One of the problems with concrete construction is that it is not designed for deconstruction; Taking it apart is slow, noisy, dusty and labor intensive. Omer Haciomeroglu wants to change all that; the student at Sweden's Umea Institute of Design just won gold for his concrete recycling robot. The designer writes:
ERO uses water jets to crack the concrete surface to disassemble concrete and sucks up the mixed debris. It cleanly separates the waste mixture and packages the cleaned material. What was previously waste, now turns into labeled packaged asset to be transferred right away into concrete pre-casting stations to be re-molded into new building blocks. No dust, no waste, no separation. Only clean bags of aggregate to be re-used and rust and dust free rebar to be cut and re-used directly.
The device uses water under high pressure, called hydro-demolition or waterblasting; this is often used today to strip concrete from the top of rebar for rehabilitation projects. Unlike other demo techniques, it doesn't create a lot of vibration that might damage other parts of the building, and it doesn't wreck the reinforcing bars. The water is then separated from the aggregate with a "centrifugal decanter", so that the aggregate can be bagged for the next job and the water reused.

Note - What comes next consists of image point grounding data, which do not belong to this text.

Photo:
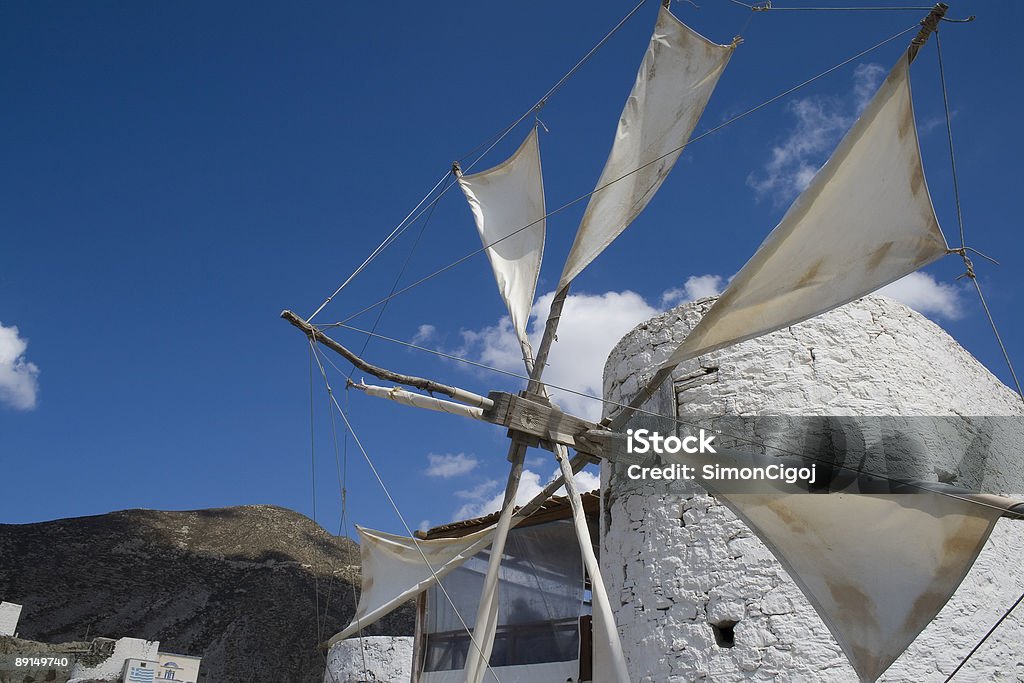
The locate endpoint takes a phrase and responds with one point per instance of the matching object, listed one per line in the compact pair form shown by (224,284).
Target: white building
(9,613)
(178,668)
(696,594)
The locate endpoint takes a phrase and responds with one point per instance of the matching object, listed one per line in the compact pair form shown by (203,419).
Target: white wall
(376,658)
(677,561)
(112,668)
(9,613)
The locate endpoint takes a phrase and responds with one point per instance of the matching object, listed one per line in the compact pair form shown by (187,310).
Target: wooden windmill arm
(424,384)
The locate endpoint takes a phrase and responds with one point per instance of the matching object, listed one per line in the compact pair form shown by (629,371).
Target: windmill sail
(394,570)
(865,220)
(508,206)
(877,567)
(676,79)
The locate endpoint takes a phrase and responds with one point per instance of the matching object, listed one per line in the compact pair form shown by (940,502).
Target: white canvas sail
(505,200)
(865,220)
(676,79)
(877,567)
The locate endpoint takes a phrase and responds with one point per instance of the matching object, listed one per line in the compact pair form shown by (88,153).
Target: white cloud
(695,287)
(450,465)
(424,334)
(537,461)
(924,294)
(820,124)
(529,486)
(590,327)
(18,378)
(477,493)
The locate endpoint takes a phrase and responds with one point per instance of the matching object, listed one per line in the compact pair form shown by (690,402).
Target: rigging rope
(636,170)
(678,421)
(768,6)
(394,506)
(984,638)
(401,271)
(380,248)
(551,91)
(312,471)
(413,215)
(343,531)
(960,219)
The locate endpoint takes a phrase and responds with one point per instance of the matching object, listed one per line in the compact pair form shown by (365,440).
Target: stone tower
(699,597)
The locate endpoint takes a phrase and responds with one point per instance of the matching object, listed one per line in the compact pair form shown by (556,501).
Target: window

The whole thing is mounted on a robot so that rolls around on omni-directional tracks. Clever. Omer describes its operations:
An autonomous fleet of ERO Concrete Recycling Robots is placed strategically within the building. They scan the surroundings and determine a route with which they will execute during the operation. Once ERO starts working, it literally erases the building.
I have been watching the demolition of this handsome brutalist building in Toronto this past spring, how they carefully take it down floor by floor, it has been a sad and slow process. I am not sure I am excited about how easy Omer's robot might make it to erase these things.